More seriously, seen from Alinsky's point of view (he believed in "not rhetoric, but realism"), the Climate Camp suffers from a preoccupation with measuring its achievements in terms of the protests it has undertaken rather than a series of achievable goals that those outside the camp movement can easily identify with.
Alinsky insisted the radical must be able to make a persuasive case for why change is necessary and urgent, a task to which the theatrics of protesting are subsidiary. He taught another crucial lesson, one that has been highly visible in the right's campaign against Obama's health reforms, that campaigners should avoid targeting abstracts such as phenomena and institutions; instead, they should single out individual figures to act as the "personification… of a particular evil". To lever their positions through ridicule and criticism.
I mention Alinsky because he seems to crystallise many of the failings, not just of the Climate Camp, but of significant sectors of the wider anti-war and anti-globalisation movement which have struggled either to articulate precisely what is their message or who have chosen, literally at times, to pitch their tent at the margins of the political debate.
While the campers are articulate in explaining the logic of this positioning and tactics in their rejection of the "hierarchical structures" of both mainstream politics – which they believe to be redundant – as well as many of Europe's green parties, which many believe to have sold out, it does not change the fact of where they have chosen to locate their activism. Outside of the conversation with decision makers.
I sit down with Martin Shaw, a 44-year-year old veteran who had his back broken in an encounter with the police.
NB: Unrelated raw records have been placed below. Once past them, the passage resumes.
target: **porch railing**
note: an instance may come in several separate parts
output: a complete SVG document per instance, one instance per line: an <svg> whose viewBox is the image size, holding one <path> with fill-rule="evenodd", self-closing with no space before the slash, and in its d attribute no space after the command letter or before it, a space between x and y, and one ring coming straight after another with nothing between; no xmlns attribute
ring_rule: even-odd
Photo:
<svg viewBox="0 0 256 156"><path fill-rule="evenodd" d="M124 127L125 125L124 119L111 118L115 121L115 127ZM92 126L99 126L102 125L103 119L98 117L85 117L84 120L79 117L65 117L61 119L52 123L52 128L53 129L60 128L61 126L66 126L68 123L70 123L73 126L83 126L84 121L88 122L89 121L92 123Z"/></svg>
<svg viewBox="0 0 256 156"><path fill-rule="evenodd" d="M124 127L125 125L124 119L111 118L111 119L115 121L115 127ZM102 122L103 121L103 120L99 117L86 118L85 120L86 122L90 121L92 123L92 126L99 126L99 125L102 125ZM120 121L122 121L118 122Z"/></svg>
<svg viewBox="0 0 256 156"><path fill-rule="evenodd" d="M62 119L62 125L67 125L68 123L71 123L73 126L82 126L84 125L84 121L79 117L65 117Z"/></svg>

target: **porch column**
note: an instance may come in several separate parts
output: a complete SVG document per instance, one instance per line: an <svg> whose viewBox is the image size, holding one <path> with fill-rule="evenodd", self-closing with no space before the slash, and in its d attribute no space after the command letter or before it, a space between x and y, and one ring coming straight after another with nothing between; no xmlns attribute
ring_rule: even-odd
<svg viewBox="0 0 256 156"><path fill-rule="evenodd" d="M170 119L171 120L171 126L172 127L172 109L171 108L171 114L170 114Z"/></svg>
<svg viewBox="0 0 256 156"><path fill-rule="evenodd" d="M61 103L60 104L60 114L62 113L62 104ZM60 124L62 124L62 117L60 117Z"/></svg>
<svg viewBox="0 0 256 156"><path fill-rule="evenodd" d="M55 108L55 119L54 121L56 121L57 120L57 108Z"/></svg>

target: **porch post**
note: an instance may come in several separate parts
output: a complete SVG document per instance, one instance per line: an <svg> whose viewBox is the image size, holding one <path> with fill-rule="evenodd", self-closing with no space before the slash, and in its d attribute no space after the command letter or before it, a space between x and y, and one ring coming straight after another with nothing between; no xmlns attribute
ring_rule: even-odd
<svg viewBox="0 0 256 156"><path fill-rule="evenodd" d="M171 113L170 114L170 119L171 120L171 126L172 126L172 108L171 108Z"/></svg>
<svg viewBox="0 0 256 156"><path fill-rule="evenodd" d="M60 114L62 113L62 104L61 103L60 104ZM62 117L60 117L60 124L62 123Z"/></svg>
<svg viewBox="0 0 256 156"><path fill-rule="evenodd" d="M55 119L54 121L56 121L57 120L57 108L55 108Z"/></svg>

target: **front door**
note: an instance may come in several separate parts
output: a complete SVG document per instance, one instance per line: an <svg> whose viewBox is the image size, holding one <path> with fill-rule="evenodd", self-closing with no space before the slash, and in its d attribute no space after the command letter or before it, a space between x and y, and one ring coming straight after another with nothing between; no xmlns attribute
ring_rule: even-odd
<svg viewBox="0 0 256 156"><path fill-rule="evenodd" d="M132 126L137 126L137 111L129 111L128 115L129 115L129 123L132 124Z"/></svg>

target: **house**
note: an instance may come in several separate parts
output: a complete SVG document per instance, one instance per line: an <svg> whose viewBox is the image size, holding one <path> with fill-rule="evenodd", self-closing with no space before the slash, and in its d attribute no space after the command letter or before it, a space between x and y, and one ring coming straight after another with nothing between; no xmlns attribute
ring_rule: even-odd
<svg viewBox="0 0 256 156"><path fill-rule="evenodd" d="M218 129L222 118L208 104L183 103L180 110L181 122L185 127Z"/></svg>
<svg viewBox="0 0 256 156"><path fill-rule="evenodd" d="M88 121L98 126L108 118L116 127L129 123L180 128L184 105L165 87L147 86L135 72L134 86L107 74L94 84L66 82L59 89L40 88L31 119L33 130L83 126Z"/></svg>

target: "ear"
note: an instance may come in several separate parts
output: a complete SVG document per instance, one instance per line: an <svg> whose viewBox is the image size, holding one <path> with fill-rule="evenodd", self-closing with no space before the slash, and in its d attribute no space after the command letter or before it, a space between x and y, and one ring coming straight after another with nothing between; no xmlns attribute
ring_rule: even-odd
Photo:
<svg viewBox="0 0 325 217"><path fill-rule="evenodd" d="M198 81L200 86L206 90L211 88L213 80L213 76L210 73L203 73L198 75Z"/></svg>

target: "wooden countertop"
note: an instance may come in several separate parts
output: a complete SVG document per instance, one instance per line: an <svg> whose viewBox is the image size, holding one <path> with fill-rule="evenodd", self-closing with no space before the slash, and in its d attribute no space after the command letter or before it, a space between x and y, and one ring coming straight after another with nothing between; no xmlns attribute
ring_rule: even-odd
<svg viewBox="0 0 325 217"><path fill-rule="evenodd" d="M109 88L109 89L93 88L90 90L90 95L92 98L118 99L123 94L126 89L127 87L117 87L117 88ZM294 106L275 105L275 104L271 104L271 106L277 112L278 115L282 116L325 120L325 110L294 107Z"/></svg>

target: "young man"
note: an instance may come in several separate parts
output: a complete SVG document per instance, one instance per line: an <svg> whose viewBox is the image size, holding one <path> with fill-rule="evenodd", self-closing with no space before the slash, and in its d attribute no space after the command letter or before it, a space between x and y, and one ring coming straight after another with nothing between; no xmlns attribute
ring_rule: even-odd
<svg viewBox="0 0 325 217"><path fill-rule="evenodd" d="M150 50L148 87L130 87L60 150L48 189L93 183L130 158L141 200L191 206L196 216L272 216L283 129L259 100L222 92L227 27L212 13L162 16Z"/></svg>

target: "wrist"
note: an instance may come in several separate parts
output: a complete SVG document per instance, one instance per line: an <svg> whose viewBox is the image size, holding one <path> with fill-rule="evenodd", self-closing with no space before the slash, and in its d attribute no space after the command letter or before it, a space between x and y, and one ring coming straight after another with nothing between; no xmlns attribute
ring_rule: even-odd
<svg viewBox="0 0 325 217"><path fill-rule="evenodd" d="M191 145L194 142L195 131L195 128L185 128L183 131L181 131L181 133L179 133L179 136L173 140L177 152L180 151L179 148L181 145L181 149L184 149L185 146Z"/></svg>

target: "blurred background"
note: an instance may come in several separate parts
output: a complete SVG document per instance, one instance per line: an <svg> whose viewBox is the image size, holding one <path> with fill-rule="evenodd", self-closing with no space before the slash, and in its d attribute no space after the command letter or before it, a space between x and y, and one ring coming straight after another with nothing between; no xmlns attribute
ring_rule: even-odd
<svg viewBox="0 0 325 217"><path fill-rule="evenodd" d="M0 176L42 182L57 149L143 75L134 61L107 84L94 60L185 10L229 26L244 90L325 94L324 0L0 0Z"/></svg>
He admits that Climate Camp has had to confront how to balance living both by its own radical ideals – saying "something must happen now [on climate change]" – with being more inclusive. Shaw believes things are getting better, not least in persuading local communities into which they parachute to engage with them.
"Ten years ago, we were much more closed. But we're not naive. We recognise the media are supported by advertising from firms involved in air travel and cars with which the problem of climate change is intrinsically linked."
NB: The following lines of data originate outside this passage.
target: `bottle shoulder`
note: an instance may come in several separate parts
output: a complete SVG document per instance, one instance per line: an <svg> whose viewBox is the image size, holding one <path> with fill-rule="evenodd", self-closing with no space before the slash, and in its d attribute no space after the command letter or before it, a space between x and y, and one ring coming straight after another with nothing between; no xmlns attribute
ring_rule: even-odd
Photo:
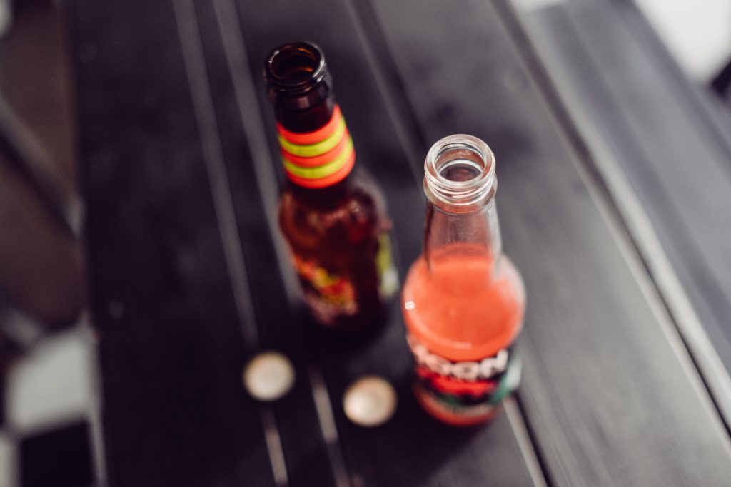
<svg viewBox="0 0 731 487"><path fill-rule="evenodd" d="M422 256L404 286L406 328L450 360L479 360L509 348L523 326L526 294L512 262L474 256L430 263Z"/></svg>
<svg viewBox="0 0 731 487"><path fill-rule="evenodd" d="M305 189L288 184L279 197L279 224L294 246L352 245L387 229L377 185L363 174L338 188Z"/></svg>

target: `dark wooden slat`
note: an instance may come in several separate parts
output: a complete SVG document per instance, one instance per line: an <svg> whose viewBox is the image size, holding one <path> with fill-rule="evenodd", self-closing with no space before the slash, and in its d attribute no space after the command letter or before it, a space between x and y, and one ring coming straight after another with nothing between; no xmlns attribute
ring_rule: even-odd
<svg viewBox="0 0 731 487"><path fill-rule="evenodd" d="M273 405L282 448L292 485L328 486L335 483L313 399L308 370L311 366L308 334L311 332L289 307L272 242L261 190L251 163L251 149L240 122L236 93L229 72L227 53L218 18L225 15L216 6L198 5L197 18L205 64L211 80L232 202L246 262L249 290L258 326L258 348L276 349L292 360L297 370L295 386ZM230 4L233 8L233 4ZM219 8L218 12L216 8ZM232 9L235 15L235 9ZM217 15L218 14L218 15ZM234 121L235 123L232 123ZM253 122L252 122L253 123ZM274 183L274 182L273 182Z"/></svg>
<svg viewBox="0 0 731 487"><path fill-rule="evenodd" d="M172 5L73 7L110 484L271 484Z"/></svg>
<svg viewBox="0 0 731 487"><path fill-rule="evenodd" d="M312 39L322 47L327 56L336 91L355 141L358 164L376 175L385 190L395 223L398 257L402 262L410 263L420 251L422 190L396 138L364 47L353 34L353 19L348 9L335 1L306 6L295 1L266 6L239 2L238 7L249 55L249 67L261 110L257 112L257 107L244 107L243 123L251 123L252 118L263 116L270 153L268 158L270 160L247 161L245 154L232 153L228 158L232 177L236 166L249 165L250 172L254 172L256 164L276 164L272 110L260 74L265 57L278 44L298 39ZM211 77L214 76L212 71ZM232 132L245 131L246 126L240 128L240 117L232 117L225 107L230 93L221 88L216 97L221 126L230 126ZM280 169L277 167L276 170L281 181ZM260 180L262 183L266 182ZM273 195L263 194L262 199L273 204ZM240 221L253 218L245 207L238 207L241 213ZM276 238L281 238L276 228L273 230ZM260 274L257 269L263 272L265 269L264 262L260 261L252 261L251 266L252 275ZM287 268L284 272L292 272L292 269ZM281 295L281 284L270 285L265 288L268 292ZM404 340L398 304L392 309L386 329L368 344L349 346L317 334L309 341L305 337L298 345L311 354L317 352L313 357L314 367L323 367L340 448L354 482L366 485L469 485L477 479L491 479L498 484L531 483L505 415L488 428L458 431L433 421L416 404L408 387L411 358ZM401 401L396 416L374 430L352 425L344 417L340 406L346 386L366 373L380 374L390 379L398 386ZM455 451L459 454L455 454Z"/></svg>
<svg viewBox="0 0 731 487"><path fill-rule="evenodd" d="M723 485L722 423L498 12L485 2L374 3L426 137L467 131L496 154L505 248L529 296L519 397L550 480Z"/></svg>
<svg viewBox="0 0 731 487"><path fill-rule="evenodd" d="M564 73L563 96L581 107L582 129L591 126L614 153L599 172L626 179L646 212L641 218L654 229L653 245L662 246L682 283L678 296L667 284L664 263L644 250L728 424L731 381L723 367L731 367L731 280L724 269L731 248L722 242L731 231L731 139L720 131L719 107L709 107L704 93L669 66L667 53L660 55L661 47L648 43L649 33L637 31L648 28L635 18L639 12L616 5L624 15L603 3L586 3L527 14L525 22L545 65ZM622 198L621 189L610 191ZM637 219L628 213L628 220ZM635 233L640 248L651 248L646 232ZM686 319L678 305L688 299L697 318Z"/></svg>

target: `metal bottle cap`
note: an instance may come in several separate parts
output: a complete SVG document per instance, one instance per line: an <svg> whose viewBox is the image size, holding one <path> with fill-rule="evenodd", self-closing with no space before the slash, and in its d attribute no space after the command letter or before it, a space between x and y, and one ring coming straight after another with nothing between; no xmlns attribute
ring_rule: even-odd
<svg viewBox="0 0 731 487"><path fill-rule="evenodd" d="M243 369L243 386L254 399L274 401L284 396L295 383L295 368L279 352L263 352Z"/></svg>
<svg viewBox="0 0 731 487"><path fill-rule="evenodd" d="M343 394L345 415L361 426L377 426L396 410L396 391L380 377L368 375L352 383Z"/></svg>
Another rationalisation is supplied by Ruth, a Greenham Common veteran, who believes that, as Greenham may not have "changed anything in itself", it became a symbol of an anti-nuclear movement which impacted on the public consciousness and ultimately on policy makers. A symbol. Like Brian Haw, the anti-war protester, on his endless, solitary vigil outside Westminster.
And that is the greatest threat to the campers: that their political relevance is defined not by a meaningful encounter that challenges both the political mainstream and a wider community, effecting change, but is defined, as it increasingly appears to be, by the act of protest itself.
Because the reality of an organisation for successful political change is that it requires a mass movement behind it, drawn not just from those who already passionately believe in it but from those who have been persuaded. And those who may be persuaded.
Climate Camp, with its often hazy message and complex inner negotiations, with its indulgent obsession with its own workings, its insularity and the suggestion of elitism of its direct-action hard core, is in danger of becoming about Climate Camp, the institution, rather than about the wider fight to halt global warming. With all its energy and motivation, that would be a shame.